ESPECTáCULOS › ¿DOCUMENTAL O FICCION?
Contradicciones y paradojas de un personaje fuera de norma
El procedimiento de La quimera de los héroes es dejar que las imágenes vayan hablando por sí mismas, sin imponer un discurso.
Por Luciano Monteagudo
¿Quién es Eduardo Rossi? Mejor aún, ¿qué piensa realmente? ¿Es posible que un hombre cambie su manera de entender al mundo de un día para otro? ¿Qué queda en él de su vida anterior? No es habitual que un documental –o “un film de ficción con personajes reales”, como prefiere definirlo su director– logre introducirse en la interioridad de su protagonista, pero esto es lo que consigue La quimera de los héroes, segundo largometraje de Daniel Rosenfeld después de Saluzzi, ensayo para bandoneón y tres hermanos, un retrato minucioso del artista salteño, que también trabajaba sobre una abstracción, en ese caso la música.

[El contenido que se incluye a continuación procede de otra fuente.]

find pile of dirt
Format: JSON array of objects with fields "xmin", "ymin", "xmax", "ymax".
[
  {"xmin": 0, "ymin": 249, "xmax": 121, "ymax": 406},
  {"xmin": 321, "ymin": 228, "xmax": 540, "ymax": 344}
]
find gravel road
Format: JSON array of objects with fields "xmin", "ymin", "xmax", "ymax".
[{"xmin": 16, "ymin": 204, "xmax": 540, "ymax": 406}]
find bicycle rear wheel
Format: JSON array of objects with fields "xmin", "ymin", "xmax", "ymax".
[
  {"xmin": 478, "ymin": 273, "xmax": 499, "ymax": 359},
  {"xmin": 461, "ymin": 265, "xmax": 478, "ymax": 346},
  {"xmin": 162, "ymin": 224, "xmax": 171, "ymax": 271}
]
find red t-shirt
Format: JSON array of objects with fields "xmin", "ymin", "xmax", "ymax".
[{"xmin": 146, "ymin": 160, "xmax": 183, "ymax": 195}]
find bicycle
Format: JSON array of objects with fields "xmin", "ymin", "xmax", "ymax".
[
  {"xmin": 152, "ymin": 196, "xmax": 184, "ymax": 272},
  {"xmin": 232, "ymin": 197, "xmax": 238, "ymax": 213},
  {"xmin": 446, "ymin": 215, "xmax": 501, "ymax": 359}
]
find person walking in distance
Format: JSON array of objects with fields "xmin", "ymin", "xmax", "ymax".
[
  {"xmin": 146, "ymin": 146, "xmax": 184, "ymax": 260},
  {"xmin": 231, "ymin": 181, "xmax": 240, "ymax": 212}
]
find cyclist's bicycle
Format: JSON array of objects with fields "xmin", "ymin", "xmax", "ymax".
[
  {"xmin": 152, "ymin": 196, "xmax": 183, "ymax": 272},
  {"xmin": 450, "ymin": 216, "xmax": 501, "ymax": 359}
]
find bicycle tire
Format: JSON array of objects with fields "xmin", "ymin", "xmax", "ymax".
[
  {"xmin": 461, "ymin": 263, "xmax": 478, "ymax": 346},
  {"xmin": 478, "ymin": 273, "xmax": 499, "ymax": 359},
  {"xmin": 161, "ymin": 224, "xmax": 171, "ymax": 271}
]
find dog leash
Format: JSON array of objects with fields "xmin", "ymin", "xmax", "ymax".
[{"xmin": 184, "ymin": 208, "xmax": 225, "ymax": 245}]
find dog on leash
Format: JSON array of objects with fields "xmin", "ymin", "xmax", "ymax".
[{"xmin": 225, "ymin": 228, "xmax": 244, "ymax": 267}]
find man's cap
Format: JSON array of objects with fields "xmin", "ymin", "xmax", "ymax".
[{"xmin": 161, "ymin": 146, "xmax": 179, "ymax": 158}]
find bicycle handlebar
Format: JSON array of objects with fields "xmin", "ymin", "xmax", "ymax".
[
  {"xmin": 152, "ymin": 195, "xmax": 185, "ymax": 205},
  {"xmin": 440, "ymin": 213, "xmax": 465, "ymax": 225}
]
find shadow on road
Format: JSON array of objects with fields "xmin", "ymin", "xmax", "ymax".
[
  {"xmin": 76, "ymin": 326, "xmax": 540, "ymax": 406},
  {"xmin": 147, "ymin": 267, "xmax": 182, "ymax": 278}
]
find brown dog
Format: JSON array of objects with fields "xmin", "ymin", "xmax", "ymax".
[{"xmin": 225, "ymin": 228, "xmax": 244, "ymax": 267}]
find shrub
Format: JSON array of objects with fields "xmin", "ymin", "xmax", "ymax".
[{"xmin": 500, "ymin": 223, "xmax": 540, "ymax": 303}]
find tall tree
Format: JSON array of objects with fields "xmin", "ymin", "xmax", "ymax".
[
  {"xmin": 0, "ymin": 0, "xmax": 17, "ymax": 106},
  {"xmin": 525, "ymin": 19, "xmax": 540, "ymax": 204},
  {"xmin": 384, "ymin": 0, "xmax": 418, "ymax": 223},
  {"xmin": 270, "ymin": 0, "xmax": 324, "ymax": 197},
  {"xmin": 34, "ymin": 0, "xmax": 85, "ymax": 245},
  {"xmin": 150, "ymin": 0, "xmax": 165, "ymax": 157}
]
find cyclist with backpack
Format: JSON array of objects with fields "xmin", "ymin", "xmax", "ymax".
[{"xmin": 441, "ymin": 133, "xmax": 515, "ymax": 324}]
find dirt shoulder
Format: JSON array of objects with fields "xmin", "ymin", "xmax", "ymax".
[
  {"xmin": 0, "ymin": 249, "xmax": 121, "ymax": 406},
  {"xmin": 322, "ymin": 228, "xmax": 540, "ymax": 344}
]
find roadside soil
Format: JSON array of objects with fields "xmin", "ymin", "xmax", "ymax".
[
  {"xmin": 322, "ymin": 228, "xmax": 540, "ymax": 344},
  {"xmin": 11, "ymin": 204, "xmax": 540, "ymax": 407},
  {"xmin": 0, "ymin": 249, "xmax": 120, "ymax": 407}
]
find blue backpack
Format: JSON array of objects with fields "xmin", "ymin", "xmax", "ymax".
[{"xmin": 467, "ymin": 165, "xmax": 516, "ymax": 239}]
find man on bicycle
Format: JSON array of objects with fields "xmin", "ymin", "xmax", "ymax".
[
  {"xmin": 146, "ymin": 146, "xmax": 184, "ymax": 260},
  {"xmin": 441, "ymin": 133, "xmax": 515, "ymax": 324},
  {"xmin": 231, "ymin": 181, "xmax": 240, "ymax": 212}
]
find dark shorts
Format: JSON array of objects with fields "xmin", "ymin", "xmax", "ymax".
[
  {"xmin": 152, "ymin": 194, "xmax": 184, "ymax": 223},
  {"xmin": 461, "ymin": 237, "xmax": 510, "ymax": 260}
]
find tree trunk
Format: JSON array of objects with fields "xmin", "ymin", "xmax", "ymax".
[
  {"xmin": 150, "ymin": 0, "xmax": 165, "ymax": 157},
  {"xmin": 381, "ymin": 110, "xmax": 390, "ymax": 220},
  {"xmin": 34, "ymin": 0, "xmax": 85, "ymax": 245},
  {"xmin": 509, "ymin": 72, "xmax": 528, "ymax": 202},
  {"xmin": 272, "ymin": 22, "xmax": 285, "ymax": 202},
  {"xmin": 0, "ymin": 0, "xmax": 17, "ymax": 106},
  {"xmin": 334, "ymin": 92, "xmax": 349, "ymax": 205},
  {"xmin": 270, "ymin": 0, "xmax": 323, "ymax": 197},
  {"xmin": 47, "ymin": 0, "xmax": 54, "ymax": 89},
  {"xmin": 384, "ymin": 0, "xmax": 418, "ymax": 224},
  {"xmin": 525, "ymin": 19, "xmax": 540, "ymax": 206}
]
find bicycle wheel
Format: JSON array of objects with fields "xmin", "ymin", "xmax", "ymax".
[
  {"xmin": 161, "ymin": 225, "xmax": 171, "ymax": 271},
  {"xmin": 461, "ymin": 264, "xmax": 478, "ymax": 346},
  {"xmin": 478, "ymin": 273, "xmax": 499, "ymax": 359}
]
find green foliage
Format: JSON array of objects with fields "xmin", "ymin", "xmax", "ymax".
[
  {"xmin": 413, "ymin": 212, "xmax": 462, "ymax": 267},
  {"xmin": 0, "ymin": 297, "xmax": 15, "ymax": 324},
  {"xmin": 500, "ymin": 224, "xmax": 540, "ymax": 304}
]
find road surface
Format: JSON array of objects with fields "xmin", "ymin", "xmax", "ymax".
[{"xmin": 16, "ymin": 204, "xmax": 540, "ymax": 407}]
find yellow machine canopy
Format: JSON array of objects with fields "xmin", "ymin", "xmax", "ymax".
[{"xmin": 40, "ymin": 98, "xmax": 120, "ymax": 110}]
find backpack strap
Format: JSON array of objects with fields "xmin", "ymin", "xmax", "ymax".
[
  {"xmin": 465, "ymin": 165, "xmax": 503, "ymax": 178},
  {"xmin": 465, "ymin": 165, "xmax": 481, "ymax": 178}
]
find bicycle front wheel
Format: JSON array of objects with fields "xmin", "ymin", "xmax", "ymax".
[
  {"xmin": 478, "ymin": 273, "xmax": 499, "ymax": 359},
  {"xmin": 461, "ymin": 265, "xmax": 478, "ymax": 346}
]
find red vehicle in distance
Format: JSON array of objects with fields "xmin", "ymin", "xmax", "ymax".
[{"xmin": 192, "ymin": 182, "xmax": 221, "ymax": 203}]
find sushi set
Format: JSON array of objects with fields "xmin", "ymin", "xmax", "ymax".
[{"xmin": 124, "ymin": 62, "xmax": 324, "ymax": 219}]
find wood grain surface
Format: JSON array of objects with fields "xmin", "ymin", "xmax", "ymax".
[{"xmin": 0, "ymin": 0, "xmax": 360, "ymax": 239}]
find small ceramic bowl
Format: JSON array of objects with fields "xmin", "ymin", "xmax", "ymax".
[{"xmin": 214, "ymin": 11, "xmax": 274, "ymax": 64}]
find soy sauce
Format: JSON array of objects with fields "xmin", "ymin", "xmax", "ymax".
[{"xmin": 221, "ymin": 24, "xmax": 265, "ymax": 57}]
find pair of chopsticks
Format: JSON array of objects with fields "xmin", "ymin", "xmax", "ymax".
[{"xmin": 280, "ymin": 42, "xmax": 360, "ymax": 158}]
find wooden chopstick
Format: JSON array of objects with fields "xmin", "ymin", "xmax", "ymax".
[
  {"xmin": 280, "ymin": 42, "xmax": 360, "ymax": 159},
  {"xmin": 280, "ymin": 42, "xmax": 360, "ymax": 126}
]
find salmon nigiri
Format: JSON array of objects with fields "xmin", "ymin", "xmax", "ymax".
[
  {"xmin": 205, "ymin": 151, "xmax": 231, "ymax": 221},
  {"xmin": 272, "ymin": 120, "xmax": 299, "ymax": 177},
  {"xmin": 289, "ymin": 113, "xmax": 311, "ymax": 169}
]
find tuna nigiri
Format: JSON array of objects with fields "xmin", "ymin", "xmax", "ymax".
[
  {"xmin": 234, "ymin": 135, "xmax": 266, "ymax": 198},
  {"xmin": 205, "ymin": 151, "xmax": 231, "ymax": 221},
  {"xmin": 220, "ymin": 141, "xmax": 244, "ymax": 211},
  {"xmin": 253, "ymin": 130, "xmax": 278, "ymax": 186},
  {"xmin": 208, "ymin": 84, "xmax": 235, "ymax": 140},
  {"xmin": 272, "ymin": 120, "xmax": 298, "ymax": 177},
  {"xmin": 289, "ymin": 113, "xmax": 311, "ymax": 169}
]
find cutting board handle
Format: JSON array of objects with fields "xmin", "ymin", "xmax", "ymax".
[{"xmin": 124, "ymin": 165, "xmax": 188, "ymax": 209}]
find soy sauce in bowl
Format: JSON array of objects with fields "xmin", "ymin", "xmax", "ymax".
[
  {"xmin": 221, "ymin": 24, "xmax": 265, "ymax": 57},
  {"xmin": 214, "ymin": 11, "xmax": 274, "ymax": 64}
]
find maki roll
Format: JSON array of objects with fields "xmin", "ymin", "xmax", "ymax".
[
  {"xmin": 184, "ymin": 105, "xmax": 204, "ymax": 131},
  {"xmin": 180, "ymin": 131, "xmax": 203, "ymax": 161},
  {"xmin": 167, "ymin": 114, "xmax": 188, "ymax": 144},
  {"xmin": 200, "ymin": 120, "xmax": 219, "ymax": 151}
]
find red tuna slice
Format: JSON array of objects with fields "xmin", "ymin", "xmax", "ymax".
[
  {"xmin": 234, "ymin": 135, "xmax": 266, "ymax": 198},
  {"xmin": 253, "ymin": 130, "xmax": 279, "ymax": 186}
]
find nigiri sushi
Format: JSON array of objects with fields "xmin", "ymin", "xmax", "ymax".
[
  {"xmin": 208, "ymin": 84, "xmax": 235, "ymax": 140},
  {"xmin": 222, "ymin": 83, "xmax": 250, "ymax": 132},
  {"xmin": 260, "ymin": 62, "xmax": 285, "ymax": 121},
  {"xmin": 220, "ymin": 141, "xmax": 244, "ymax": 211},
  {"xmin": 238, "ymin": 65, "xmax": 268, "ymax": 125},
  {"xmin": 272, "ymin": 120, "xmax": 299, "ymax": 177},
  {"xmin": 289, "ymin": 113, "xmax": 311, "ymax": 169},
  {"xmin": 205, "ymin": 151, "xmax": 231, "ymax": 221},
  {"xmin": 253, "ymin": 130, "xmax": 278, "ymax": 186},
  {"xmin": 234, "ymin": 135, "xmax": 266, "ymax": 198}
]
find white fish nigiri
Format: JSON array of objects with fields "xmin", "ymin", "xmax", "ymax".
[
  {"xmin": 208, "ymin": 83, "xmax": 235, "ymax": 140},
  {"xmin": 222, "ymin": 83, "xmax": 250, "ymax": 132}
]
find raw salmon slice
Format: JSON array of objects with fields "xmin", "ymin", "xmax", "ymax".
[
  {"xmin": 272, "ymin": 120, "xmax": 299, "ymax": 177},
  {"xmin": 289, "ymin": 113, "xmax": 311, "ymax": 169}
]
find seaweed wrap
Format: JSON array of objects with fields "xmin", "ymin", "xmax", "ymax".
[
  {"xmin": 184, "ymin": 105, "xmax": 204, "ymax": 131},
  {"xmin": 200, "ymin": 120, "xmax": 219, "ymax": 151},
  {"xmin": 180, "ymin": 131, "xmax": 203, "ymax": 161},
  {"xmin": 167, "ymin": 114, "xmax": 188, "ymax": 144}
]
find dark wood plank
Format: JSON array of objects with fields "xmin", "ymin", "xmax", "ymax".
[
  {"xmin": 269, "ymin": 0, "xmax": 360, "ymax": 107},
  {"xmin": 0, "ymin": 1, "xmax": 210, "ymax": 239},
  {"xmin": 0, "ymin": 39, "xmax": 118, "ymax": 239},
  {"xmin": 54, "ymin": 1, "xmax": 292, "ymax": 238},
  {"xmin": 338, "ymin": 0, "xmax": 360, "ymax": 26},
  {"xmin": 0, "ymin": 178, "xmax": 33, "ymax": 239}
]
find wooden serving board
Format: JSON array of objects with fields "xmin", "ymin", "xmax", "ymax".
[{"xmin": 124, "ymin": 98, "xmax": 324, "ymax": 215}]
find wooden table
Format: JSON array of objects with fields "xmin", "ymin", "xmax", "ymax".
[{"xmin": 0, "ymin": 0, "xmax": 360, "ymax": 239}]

Un paisaje desierto, un cielo como plomo, un silencio intenso. La cámara va paneando lentamente y descubre unas siluetas: a la distancia, se imagina una cancha, quizás un partido. El procedimiento de La quimera de los héroes es siempre ir avanzando de a poco, dejar que las imágenes y los sonidos vayan hablando por sí mismos, sin imponer un discurso. Así, de esa misma manera, se lo ve por primera vez a Rossi: grueso como un ropero, algo ridículo en un atuendo como de boy scout –sombrero alado, camisa de fajina, pantalones cortos y una cruz de madera en la mano–, el personaje se dirige, en un viejo vehículo blindado, a un entierro modestísimo. Se habla del difunto: un muchacho bueno, “como un pajarito”, dice Rossi. “Se lo llevó la bebida”, acota alguien. Salvo Rossi, son todos aborígenes, indios tobas de la provincia de Formosa. “Yo fui uno de los pocos blancos a quienes le abrieron su corazón”, se ufana. Paulatinamente, sin que medie el relato de ningún narrador, se irá sabiendo que Rossi ha decidido redimirlos de la desesperación y el alcohol organizando con ellos un equipo de rugby.
Rossi también parece tener mucho de qué redimirse. El mismo reconoce que pensaba y actuaba como un nazi, que no aceptaba acercarse siquiera a nadie a quien él considerara distinto. Pero “mi vida cambió radicalmente cuando, en Francia, conocí el Museo de la Resistencia y el Museo del Holocausto. Para cambiar hay que tener huevos. Y los tuve. Yo tenía que sacrificarme”, afirma dramáticamente. ¿Cuánto cambió Rossi? En primer lugar, no ha dejado de coleccionar cascos y armas de la Segunda Guerra Mundial, particularmente de la Wermacht, el ejército alemán. Su pueril militarismo, como el de un chico grande que sigue jugando a la guerra, también sigue incólume. Y su manera de dirigirse al Aborigen Rugby Club corresponde menos al de un entrenador que al de un sargento, arengando a la tropa y entrenándola como si fuera a entrar en combate.
Para Rossi, de hecho es así. Ha conseguido organizar en Buenos Aires, para el Día del Aborigen, un partido con Los Pumitas y enfrenta ese desafío con una determinación que el film –ya desde su título, que parece parafrasear al de la célebre novela de Bioy Casares, El sueño de los héroes– imagina mítica. El film de Rosenfeld, sin embargo, no condesciende a “explicar” nada. Por el contrario, permite que cada plano –que el director no tiene ningún apuro en cortar– se vaya preñando de sentido. De una manera muy musical, hay también un permanente contrapunto entre la imagen y el sonido: a un sostenido plano de Rossi en silencio profundo, como perdido dentro de sí mismo, Rosenfeld le yuxtapone la voz en off del propio personaje, y esas digresiones funcionan en el film como el fluir de la conciencia.
Se le podría cuestionar al film que ignora a los indios tobas, que les niega la posibilidad de darles una voz. Pero lo que le interesa a La quimera de los héroes es ese nudo de contradicciones y paradojas que es Rossi, su misterio esencial, la imposibilidad de identificarse con ese hombre, al que el film, por supuesto, nunca idealiza pero tampoco condena. Por los aborígenes, parecen hablar sus pies desnudos hundiéndose en el barro, ese enjambre de brazos y piernas en movimiento, sus rostros insondables. La cámara de Ramiro Civita –quizás el mejor fotógrafo del cine argentino actual– no pierde detalle y parece ubicada siempre en el mejor lugar posible, como si no hubiera otro. Como si estuviera trabajando para un film de ficción.